# Воспитатель в детском саду > Обмен опытом работы воспитателей > Возможности компьютера >  WORD - вопросы и ответы..

## buba_nata

Поговорим о очень популярной программе Word!!!
Интерфейс Microsoft Word

Красным цветом выделена лента программы.
Голубым - панель быстрого доступа.
Зеленым - мини-панели
Желтым - вкладки на ленте (вкладка - главная; вкладка - вставка, разметка страницы, ссылки, рассылки, рецензирование, вид).
Синим - группы на ленте (например для вкладки Главная, открываются группы шрифт, абзац, стили)
Фиолетовыми прямыми указанны кнопки запуска диалоговых окон.

----------


## buba_nata

Теперь о вставке картинки и написания текста на ней.



Как мы видим, выбирая вкладку вставка и вставив картинку, появляется новая вкладка "работа с рисунком" и вот там мы и работаем.
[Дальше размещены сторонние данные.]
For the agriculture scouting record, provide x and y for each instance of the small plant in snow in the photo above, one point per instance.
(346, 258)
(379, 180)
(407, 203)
Выбираем в мини панели "обтекание текстом" и там "за текстом". Перемещаем рисунок в угол.



Потом  работаем с размером, указываем размер нашей бумаги - у нее формат А4 - 21 на 29,7. Рисунок растягивается по размеру.



Что бы было удобно, ведь текст то мне не нужен на красном поле, просто выставляю отступы, где начинается печать.  И начинаем печатать...

----------


## binkakorzinka

Наташа, если я правильно поняла, у вас ворд 2010 года. он вам нравится? я пробовала его устанавливать- все нарвится кроме того, что в функции "Вставка" ворд арт не интересный . может он есть где-то в другом месте, а я его не нашла?

----------